Astronomers have found a white dwarf pulsar. This is the first time that a white dwarf that acts like a pulsar has been discovered.
The binary system AR Scorpii (AR Sco) was found to contain the white dwarf pulsar. It is located 380 light-years away in the constellation of Scorpius. As a pulsar, the small white dwarf, which is all that remains of a star, still sweeps its red dwarf companion with energetic radiation.
As it spins approximately every 2 minutes, the remnant of a star, located in the AR Scorpii system, strikes its celestial neighbor with beams of radiation. Previously, pulsars were all thought to be neutron stars. Astronomers were finally able to detect a pulsar that was not a neutron star but a white dwarf. This was the first white dwarf pulsar discovered after half a century of searching for pulsars.
Professors Tom Marsh and Boris Gänsicke at the University of Warwick's Astrophysics Group together with Dr. David Buckley from the South African Astronomical Observatory, made the discovery. Their description of the novel binary system was published in the journal Nature Astronomy.
Neutron stars and white dwarfs are similar. They are both remnants of stars that have collapsed. They are what is left of dead stars, their cores. The difference between them is that neutron stars were formed from much larger, more massive stars while white dwarfs were once stars similar to the size of our own Sun.

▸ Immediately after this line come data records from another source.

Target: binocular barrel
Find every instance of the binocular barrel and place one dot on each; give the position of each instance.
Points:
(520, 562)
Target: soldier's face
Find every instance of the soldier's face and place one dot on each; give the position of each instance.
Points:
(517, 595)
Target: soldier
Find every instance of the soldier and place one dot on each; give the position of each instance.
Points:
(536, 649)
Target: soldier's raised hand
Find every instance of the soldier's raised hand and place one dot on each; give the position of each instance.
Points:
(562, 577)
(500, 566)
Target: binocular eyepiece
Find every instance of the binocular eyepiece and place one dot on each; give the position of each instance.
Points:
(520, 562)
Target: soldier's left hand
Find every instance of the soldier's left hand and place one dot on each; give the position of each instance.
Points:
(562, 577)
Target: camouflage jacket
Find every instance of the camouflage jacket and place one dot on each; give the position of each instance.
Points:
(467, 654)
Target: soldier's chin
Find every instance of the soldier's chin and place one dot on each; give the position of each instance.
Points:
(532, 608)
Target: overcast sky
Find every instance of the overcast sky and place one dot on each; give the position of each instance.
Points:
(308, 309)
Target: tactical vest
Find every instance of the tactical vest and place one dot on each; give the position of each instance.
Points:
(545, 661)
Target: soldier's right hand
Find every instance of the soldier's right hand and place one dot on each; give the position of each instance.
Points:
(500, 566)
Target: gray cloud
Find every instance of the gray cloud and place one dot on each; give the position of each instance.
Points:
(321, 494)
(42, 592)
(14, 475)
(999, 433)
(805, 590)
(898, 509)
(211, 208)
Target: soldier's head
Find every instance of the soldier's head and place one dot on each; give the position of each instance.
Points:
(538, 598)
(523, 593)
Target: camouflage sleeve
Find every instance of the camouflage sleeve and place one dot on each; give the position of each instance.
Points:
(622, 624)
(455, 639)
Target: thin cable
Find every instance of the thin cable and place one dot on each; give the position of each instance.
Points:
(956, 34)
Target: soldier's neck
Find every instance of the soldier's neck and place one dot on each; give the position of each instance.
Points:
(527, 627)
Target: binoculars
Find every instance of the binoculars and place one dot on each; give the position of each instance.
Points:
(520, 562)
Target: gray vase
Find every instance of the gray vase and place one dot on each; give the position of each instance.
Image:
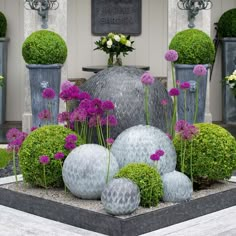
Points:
(120, 197)
(41, 77)
(3, 72)
(85, 170)
(228, 66)
(184, 73)
(138, 143)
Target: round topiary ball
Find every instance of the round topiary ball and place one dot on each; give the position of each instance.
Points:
(44, 47)
(47, 140)
(3, 25)
(148, 180)
(193, 47)
(213, 154)
(227, 24)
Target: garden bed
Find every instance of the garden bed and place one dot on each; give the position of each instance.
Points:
(63, 207)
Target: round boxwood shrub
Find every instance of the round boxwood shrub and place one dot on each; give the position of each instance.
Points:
(47, 140)
(193, 47)
(148, 181)
(3, 25)
(213, 155)
(44, 47)
(227, 24)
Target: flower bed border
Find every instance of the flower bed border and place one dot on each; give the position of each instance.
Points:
(110, 225)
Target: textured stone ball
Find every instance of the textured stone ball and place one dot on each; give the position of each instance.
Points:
(122, 85)
(84, 171)
(138, 143)
(177, 187)
(120, 197)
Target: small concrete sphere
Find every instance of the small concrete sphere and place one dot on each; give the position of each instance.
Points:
(84, 171)
(120, 197)
(177, 187)
(138, 143)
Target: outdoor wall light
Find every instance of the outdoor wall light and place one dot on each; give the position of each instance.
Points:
(42, 6)
(193, 7)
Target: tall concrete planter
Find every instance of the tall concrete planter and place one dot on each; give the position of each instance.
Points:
(228, 66)
(3, 72)
(184, 73)
(41, 77)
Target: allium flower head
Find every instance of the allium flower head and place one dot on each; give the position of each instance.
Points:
(174, 92)
(147, 78)
(44, 159)
(48, 93)
(200, 70)
(171, 55)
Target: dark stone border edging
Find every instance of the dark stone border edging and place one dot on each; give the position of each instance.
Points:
(110, 225)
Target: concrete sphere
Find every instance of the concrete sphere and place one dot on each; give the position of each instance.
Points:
(122, 85)
(120, 197)
(138, 143)
(177, 187)
(85, 169)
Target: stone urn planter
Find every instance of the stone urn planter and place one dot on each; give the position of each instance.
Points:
(44, 51)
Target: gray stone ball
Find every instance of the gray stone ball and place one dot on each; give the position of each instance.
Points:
(84, 170)
(120, 197)
(138, 143)
(122, 85)
(177, 187)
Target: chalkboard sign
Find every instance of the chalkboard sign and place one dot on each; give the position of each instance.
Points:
(119, 16)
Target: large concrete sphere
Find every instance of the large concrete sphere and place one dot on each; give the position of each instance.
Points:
(177, 187)
(138, 143)
(123, 86)
(120, 197)
(85, 169)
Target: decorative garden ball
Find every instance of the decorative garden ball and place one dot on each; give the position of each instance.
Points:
(122, 85)
(138, 143)
(85, 170)
(120, 197)
(177, 187)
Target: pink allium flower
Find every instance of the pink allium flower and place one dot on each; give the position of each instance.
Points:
(174, 92)
(171, 55)
(199, 70)
(48, 93)
(59, 155)
(44, 115)
(147, 78)
(185, 85)
(44, 159)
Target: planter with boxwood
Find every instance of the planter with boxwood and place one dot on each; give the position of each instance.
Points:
(44, 51)
(3, 66)
(193, 47)
(227, 34)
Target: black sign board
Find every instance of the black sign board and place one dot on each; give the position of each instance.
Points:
(118, 16)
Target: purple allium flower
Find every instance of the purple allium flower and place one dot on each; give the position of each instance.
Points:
(107, 105)
(199, 70)
(44, 159)
(59, 155)
(44, 115)
(147, 78)
(171, 55)
(164, 102)
(185, 85)
(71, 138)
(66, 84)
(48, 93)
(174, 92)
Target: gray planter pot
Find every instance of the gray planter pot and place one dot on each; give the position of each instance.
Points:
(3, 72)
(41, 77)
(184, 73)
(228, 66)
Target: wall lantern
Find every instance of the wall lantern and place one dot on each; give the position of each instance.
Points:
(193, 7)
(42, 6)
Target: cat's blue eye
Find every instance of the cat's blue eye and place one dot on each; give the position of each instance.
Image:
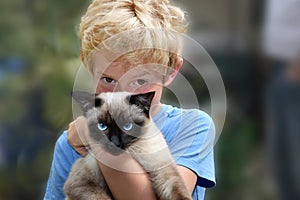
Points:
(127, 126)
(102, 127)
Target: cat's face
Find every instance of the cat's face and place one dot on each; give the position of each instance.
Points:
(115, 120)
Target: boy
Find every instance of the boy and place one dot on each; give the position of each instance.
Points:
(133, 46)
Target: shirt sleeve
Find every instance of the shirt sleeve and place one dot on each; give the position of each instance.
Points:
(192, 147)
(63, 158)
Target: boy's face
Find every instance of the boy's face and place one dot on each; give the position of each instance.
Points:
(117, 76)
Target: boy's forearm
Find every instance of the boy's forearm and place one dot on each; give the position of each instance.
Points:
(128, 185)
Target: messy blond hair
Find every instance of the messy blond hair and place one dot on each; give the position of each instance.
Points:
(147, 30)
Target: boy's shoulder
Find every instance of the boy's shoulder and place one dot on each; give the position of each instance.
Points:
(186, 114)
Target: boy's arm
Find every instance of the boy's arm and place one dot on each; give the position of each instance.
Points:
(136, 186)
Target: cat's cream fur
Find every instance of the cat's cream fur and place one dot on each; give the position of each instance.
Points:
(148, 147)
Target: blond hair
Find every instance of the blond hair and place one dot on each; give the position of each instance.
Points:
(147, 29)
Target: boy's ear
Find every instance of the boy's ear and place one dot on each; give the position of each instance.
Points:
(142, 101)
(86, 100)
(173, 72)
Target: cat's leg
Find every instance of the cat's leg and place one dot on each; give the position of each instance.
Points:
(168, 184)
(85, 181)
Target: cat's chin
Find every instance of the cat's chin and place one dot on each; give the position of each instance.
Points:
(113, 150)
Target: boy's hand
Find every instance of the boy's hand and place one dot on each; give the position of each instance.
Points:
(78, 135)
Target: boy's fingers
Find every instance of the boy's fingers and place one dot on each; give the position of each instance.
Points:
(77, 133)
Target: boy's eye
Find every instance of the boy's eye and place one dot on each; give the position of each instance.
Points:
(102, 127)
(127, 126)
(140, 81)
(108, 80)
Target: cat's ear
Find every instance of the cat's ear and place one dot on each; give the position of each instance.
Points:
(86, 100)
(142, 100)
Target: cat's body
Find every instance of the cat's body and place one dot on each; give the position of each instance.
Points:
(121, 122)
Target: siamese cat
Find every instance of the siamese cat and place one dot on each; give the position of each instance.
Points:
(120, 122)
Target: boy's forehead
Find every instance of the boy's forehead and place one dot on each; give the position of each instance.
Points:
(120, 66)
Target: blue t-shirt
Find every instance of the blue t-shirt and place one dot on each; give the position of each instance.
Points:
(189, 134)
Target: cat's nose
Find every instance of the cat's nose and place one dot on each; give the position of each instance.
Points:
(115, 140)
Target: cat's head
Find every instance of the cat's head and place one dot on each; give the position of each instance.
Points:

Pulsars are similar as well to neutron stars and white dwarfs. They are also the remains of stars. Their difference is that they emit focused beams of radiation from their poles as they spin. Astronomers detect pulsars usually by observing the beam discharged by the spinning neutron star. AR Sco's white dwarf pulsar however was detected by observing the periodic brightening and dimming of the red dwarf companion caused by the beam of radiation striking the dimmer object.
Every two minutes, the electrons in the atmosphere of the red dwarf is accelerated to almost the speed of light when it is struck by the beam of radiation from its celestial companion as it spins on its axis. This results in changes in brightness of the dimmer object which can be observed from Earth, timed to the rotational period of the white dwarf.
AR Sco's white dwarf is 200,000 times more massive even though its dimensions are similar to Earth's. Its red dwarf neighbor is a third of our sun's mass. The white dwarf rotates on its axis every 1.94 minutes. It orbits the red dwarf every 3.6 hours at a distance of 1.4 million kilometers which is just three times the distance between the Earth and our moon.